In entrambe le storie ci sono due personaggi che si sottraggono alla relazione sociale – lavorativa in Bartleby e famigliare in Wakefield -, alle convenzioni, in nome di una coerenza che trae il proprio fondamento da un disincanto che si è installato nella vita sociale. Con la morte di Moro e l’inizio degli anni Ottanta inizia il cosiddetto «riflusso», va in crisi la politica tradizionale, c’è la fuga dall’impegno. Finisce il mondo di cui Calvino era uno degli interpreti più ariosi, leggeri, e insieme intensi. La società umana, quella italiana, non sa più bene su cosa si fondi il legame che tiene insieme gli individui. Calvino sta su questa soglia e per molti aspetti non sa più che pesci pigliare, come si vede molto bene nei racconti di Palomar. La sua crisi era già iniziata, e si annunciava lunga e complessa. Forse non aveva più, nonostante la sua indubbia intelligenza gli strumenti adatti per interpretare il cambiamento.

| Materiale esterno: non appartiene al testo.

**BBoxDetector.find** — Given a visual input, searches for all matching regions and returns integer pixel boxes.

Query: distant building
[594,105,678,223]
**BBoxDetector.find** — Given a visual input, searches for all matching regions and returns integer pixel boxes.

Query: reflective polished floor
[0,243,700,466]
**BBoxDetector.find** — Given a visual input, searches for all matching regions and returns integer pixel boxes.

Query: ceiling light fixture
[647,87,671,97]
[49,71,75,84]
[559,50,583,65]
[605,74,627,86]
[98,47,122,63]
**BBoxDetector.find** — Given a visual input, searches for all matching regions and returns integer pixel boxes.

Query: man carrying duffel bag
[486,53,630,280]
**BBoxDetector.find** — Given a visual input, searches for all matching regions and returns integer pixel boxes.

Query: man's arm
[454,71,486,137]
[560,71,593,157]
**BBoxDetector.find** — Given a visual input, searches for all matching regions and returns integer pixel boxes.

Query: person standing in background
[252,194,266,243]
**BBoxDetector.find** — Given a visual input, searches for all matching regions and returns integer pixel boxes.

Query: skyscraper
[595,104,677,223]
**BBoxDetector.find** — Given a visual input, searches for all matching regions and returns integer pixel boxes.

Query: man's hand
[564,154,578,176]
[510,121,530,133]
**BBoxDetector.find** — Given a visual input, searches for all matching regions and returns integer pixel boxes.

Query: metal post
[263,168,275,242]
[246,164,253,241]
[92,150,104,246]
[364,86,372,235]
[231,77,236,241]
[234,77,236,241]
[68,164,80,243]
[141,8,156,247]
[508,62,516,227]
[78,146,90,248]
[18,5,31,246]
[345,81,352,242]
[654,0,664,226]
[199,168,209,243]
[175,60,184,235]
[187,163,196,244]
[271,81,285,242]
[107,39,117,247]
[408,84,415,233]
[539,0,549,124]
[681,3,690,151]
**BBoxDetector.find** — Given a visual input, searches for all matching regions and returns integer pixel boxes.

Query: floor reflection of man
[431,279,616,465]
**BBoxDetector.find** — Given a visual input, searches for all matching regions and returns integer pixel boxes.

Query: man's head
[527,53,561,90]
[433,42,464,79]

Per questo si era rivolto nel 1968 a Celati, il suo Marco Polo, il viaggiatore, mentre lui retrocedeva al ruolo di Kublai Kan, il vecchio imperatore immobile delle Città invisibili, il suo capolavoro, ma anche il suo punto più alto di scacco. Tuttavia Celati non era bastato, e neppure più i vecchi e nuovi maestri parigini. All’inizio degli anni Ottanta Calvino era un intellettuale-scrittore in panne, il cui motore, perfetto e oliato, girava a vuoto. Era sospeso nel vuoto della fine del XX secolo. Somigliava sempre più a Bartleby, e come lui incarnava un lutto; e l’accentuarsi del suo manierismo letterario era anche la conseguenza del suo «avrei preferenza di no».
Ora non sappiamo cosa avrebbe scritto riguardo alla «coerenza», però un’ipotesi, seguendo il suo Marco Polo, si può formulare. Bartleby, ha scritto Celati, è la figura che pone il problema delle sacche di estraneità che si formano all’interno della vita sociale. Problema che nasce con la nascita delle grandi masse anonime nella vita urbana, «dove non si possono più nascondere le distanze assolute che separano gli individui». La solitudine è l’esperienza fondamentale della contemporaneità su cui s’innestano, pur nella loro diversità, sia il fascismo novecentesco sia il Grande Fratello. Calvino sta al di qua di questa soglia, indica il problema, ma non fornisce soluzioni. Un grande scrittore, senza dubbio, un grande moralista, e insieme un agilissimo saggista. Ma per andare avanti non basta più, bisogna cercare altrove. Dopo Calvino.